2. El péptido de acuerdo con la reivindicación 1, en donde dicho péptido incluye enlaces no peptídicos.

3. El péptido de acuerdo con cualquiera de las reivindicaciones 1 o 2, en donde dicho péptido es parte de una proteína de fusión y está fusionado con los aminoácidos N-terminales de la cadena invariante de HLA-DR asociada al antígeno (Ii), o está fusionado con un anticuerpo.

4. Un ácido nucleico que codifica un péptido de acuerdo con cualquiera de las reivindicaciones 1 a la 3, que es ADN, ADNc, ANP, ARN o combinaciones de estos, o un vector de expresión que expresa dicho ácido nucleico.

5. El péptido de acuerdo con cualquiera de las reivindicaciones 1 a la 3, el ácido nucleico o el vector de expresión de acuerdo con la reivindicación 4 para usar en medicina.

6. Una célula huésped, que comprende el ácido nucleico o el vector de expresión de acuerdo con la reivindicación 4.

7. La célula huésped de acuerdo con la reivindicación 6, en donde dicha célula huésped es una célula presentadora de antígeno, tal como, por ejemplo, una célula dendrítica.

8. Un agente de unión aislado que se une específicamente al péptido de acuerdo con la reivindicación 1, o al péptido de acuerdo con la reivindicación 1 comprendido en un complejo de dicho péptido con una molécula de MHC.

9. El agente de unión aislado de acuerdo con la reivindicación 8, que se selecciona de un anticuerpo o fragmento de este, un receptor de células T (TCR) y un TCR soluble (sTCR) o fragmento de este, en donde dicho fragmento de dicho anticuerpo, dicho TCR o dicho sTCR mantiene la propiedad de unirse específicamente al péptido de acuerdo con la reivindicación 1.

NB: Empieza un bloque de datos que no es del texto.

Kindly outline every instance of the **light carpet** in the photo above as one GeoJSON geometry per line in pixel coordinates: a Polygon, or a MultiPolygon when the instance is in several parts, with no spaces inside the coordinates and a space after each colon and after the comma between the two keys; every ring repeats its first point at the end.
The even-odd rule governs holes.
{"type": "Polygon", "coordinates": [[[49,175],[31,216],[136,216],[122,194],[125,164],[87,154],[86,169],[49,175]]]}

10. Una composición farmacéutica o una sal farmacéuticamente aceptable de esta que comprende el péptido de acuerdo con cualquiera de las reivindicaciones 1 a la 3, el ácido nucleico de acuerdo con la reivindicación 4, el vector de expresión de acuerdo con la reivindicación 4 o el agente de unión aislado de acuerdo con la reivindicación 8 o la 9, y al menos otro componente seleccionado del grupo de vehículos y/o excipientes farmacéuticamente aceptables.

11. Un método in vitro para producir un linfocito T citotóxico (CTL) activado o una célula T cooperadora (célula Th), el método comprende poner en contacto in vitro un CTL o una célula Th con moléculas de MHC humano clase I cargadas con antígeno y expresadas en la superficie de una célula presentadora de antígeno adecuada durante un período de tiempo suficiente para activar dicho CTL de una manera específica del antígeno, en donde dicho antígeno es el péptido de acuerdo con la reivindicación 1.

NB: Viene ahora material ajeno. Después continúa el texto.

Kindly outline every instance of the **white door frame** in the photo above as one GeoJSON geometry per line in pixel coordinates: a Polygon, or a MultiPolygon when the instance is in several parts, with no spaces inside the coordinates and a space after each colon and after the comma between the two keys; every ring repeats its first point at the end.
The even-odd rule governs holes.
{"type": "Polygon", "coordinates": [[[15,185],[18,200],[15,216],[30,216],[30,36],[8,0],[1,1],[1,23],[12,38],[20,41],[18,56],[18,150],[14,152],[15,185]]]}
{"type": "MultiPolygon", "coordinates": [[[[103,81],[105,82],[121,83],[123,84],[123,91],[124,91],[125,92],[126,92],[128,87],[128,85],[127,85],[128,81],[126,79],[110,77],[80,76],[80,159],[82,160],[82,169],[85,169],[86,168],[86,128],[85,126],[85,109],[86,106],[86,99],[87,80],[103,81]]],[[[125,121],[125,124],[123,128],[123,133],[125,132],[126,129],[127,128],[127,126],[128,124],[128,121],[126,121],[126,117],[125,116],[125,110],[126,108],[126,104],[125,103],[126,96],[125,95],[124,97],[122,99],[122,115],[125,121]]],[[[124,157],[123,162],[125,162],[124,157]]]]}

12. Un linfocito T citotóxico (CTL) activado o célula T cooperadora (célula Th), producidos mediante el método de acuerdo con la reivindicación 11, en donde dicho CTL o célula Th reconoce selectivamente una célula que presenta un péptido de acuerdo con la reivindicación 1.

13. Una célula T citotóxica (CTL) humana autóloga o alogénica o célula T cooperadora (célula Th), transfectada de manera recombinante con un receptor de células T de acuerdo con la reivindicación 8 o la 9.

14. El péptido de acuerdo con cualquiera de las reivindicaciones 1 a la 3, el ácido nucleico o el vector de expresión de acuerdo con la reivindicación 4, la célula de acuerdo con la reivindicación 6 o 7, el linfocito T citotóxico activado de acuerdo con la reivindicación 12 o el anticuerpo o TCR o sTCR de acuerdo con la reivindicación 8 o la 9 para su uso en el tratamiento del cáncer.

15. El péptido de acuerdo con cualquiera de las reivindicaciones 1 a la 3, el ácido nucleico o el vector de expresión de acuerdo con la reivindicación 4, la célula de acuerdo con la reivindicación 6 o la 7, el linfocito T citotóxico activado de acuerdo con la reivindicación 12 o el anticuerpo o TCR o sTCR de acuerdo con la reivindicación 8 o la 9 para su uso de acuerdo con la reivindicación 14, en donde dicho cáncer se selecciona de carcinoma de pulmón de células no pequeñas (NSCLC), cáncer de pulmón, cáncer gástrico y glioblastoma.